Detailed coverage of invasive species threatening livelihoods and the environment worldwide

Abstract

Floristic compositions of Inner Mongolian grasslands under different land-use conditions.

Abstract

The severe degradation of grasslands caused by overgrazing and other diverse human operations has become widespread in Inner Mongolia, China. In this study, the vegetations of several grasslands under different land-use conditions were compared to examine the relationships between the vegetation and the disturbance of the grassland.
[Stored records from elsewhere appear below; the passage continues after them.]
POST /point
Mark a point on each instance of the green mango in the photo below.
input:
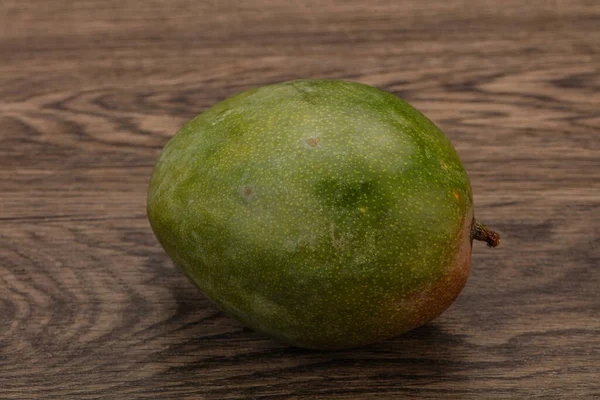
(325, 214)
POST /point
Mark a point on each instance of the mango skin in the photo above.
(325, 214)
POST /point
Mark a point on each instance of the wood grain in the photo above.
(91, 307)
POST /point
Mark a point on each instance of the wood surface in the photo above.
(92, 308)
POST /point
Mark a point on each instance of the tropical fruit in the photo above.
(326, 214)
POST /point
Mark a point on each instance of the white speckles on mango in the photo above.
(307, 209)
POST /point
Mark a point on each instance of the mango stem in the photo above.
(481, 232)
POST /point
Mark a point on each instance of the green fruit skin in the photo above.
(326, 214)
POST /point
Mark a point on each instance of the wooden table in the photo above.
(90, 305)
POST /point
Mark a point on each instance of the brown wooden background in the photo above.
(90, 306)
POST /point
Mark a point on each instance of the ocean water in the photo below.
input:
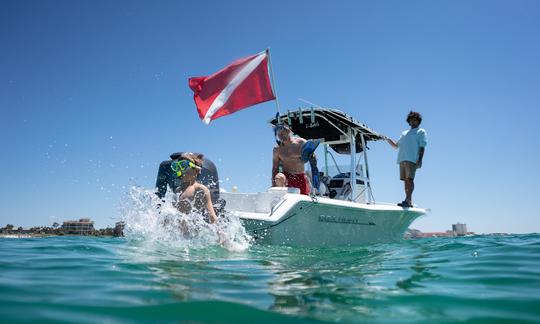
(117, 280)
(173, 267)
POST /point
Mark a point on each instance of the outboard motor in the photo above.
(166, 178)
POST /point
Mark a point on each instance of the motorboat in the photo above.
(342, 212)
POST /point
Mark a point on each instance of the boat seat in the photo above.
(259, 202)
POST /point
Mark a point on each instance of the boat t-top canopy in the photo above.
(330, 126)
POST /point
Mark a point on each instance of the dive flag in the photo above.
(241, 84)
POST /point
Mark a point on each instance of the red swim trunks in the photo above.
(298, 181)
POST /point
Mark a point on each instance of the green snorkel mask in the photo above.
(180, 167)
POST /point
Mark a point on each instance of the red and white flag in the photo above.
(241, 84)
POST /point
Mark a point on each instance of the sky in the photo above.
(94, 95)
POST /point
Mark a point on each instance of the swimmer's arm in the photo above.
(275, 165)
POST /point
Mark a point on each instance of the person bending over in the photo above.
(192, 194)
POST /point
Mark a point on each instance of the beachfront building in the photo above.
(119, 228)
(84, 226)
(459, 229)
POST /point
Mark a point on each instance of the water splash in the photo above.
(150, 220)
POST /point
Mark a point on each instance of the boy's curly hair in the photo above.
(416, 115)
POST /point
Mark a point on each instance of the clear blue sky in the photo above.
(94, 95)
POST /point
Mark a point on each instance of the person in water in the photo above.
(192, 194)
(411, 146)
(288, 155)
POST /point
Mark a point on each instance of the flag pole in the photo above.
(272, 78)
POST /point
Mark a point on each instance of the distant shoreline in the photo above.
(2, 235)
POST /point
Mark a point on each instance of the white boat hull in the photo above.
(299, 220)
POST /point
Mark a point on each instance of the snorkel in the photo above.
(181, 166)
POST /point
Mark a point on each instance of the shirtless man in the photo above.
(287, 154)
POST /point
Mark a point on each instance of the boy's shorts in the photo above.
(407, 170)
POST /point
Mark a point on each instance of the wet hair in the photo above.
(414, 114)
(196, 158)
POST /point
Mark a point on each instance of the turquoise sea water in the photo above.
(89, 279)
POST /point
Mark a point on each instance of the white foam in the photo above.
(151, 220)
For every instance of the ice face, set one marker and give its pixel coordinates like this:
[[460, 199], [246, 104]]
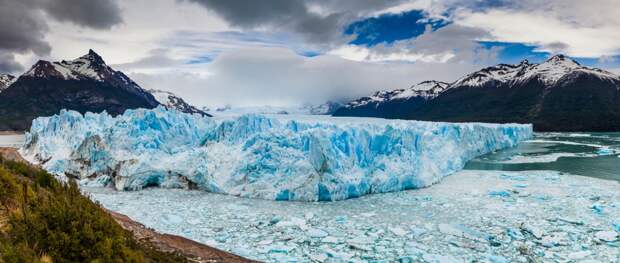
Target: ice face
[[279, 158]]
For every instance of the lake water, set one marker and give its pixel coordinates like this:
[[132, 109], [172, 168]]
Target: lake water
[[587, 154]]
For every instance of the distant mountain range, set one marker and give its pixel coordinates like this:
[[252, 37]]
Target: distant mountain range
[[85, 84], [171, 101], [558, 94]]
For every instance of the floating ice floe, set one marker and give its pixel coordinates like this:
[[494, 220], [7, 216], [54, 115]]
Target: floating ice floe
[[453, 221], [280, 158]]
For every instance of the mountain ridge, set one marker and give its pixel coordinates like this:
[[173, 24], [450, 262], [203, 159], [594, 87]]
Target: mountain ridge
[[558, 94]]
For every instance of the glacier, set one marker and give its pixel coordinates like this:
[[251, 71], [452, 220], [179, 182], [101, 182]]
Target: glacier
[[311, 158]]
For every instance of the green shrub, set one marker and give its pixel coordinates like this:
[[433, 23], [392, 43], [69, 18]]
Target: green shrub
[[56, 220]]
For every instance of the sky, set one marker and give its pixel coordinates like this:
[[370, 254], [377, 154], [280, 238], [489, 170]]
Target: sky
[[297, 52]]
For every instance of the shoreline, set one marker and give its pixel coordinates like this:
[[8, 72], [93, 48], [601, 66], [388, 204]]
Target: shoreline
[[193, 251]]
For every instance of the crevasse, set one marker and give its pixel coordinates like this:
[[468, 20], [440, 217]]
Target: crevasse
[[306, 158]]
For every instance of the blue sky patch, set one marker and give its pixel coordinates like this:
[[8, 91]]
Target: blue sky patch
[[512, 53], [391, 27]]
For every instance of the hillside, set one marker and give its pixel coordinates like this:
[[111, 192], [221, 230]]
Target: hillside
[[43, 220]]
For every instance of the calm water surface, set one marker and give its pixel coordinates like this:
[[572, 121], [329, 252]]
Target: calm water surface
[[587, 154]]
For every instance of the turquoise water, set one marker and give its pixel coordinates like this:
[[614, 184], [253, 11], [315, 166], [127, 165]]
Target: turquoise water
[[587, 154]]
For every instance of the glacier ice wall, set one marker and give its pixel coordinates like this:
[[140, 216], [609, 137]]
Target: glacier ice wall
[[284, 158]]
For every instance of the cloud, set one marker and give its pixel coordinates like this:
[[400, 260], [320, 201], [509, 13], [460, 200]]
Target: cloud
[[570, 27], [94, 14], [452, 43], [157, 59], [21, 28], [320, 22], [23, 24], [8, 64], [276, 76]]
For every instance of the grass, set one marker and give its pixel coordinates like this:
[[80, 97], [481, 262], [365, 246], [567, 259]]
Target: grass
[[44, 220]]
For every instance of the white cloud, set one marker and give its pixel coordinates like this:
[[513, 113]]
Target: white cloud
[[279, 77], [569, 27]]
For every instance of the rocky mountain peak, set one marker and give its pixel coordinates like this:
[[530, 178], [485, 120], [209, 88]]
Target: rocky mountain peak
[[5, 81]]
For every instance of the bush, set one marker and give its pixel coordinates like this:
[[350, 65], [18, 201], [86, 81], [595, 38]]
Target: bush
[[55, 221]]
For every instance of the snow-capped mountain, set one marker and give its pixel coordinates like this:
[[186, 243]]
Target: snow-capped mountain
[[558, 94], [5, 81], [387, 104], [171, 101], [558, 67], [85, 84], [327, 108]]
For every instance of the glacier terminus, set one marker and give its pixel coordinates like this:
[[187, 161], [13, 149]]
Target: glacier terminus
[[259, 156]]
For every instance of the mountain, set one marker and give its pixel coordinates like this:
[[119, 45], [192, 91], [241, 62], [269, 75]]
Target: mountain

Floristic and life-form compositions of the stands representing the six different sites were researched by the quadrat method: a non-grazed grassland (G1), a lightly grazed grassland (G2), a path (P), an abandoned field (AF) and two artificial meadows (M1 and M2). P, AF, M1 and M2 were located in a part of the grazed grassland. AF, M1 and M2 had been tilled when planted. The dominant species found in G1 and G2 were Potentilla fragarioides, Poa annua, and Cleistogenes squarrosa. Artemisia annua, Chenopodium album, Cannabis sativa f. ruderalis and Calystegia hederacea were found in P and AF, being scarce in the grassland areas. Amaranthus retroflexus, Kochia scoparia and Setaria viridis, which are cosmopolitan weeds, were dominant only in AF. Leymus chinensis, Agropyron cristatum, Potentilla bifurca, and Potentilla tanacetifolia were widely observed across all the surveyed sites. The land-use change from grassland to path caused a decrease of perennial species and an invasion of annual species by heavy trampling. A similar vegetational change occurred with the land-use change from grassland to abandoned field due to the destruction of original vegetation by tillage. Human disturbance such as tillage and trampling also resulted in a decrease in the species with the tufted- and branched-form and an increase in the species with the erect-form. Tillage could produce a more serious impact on the grassland vegetation as compared to grazing.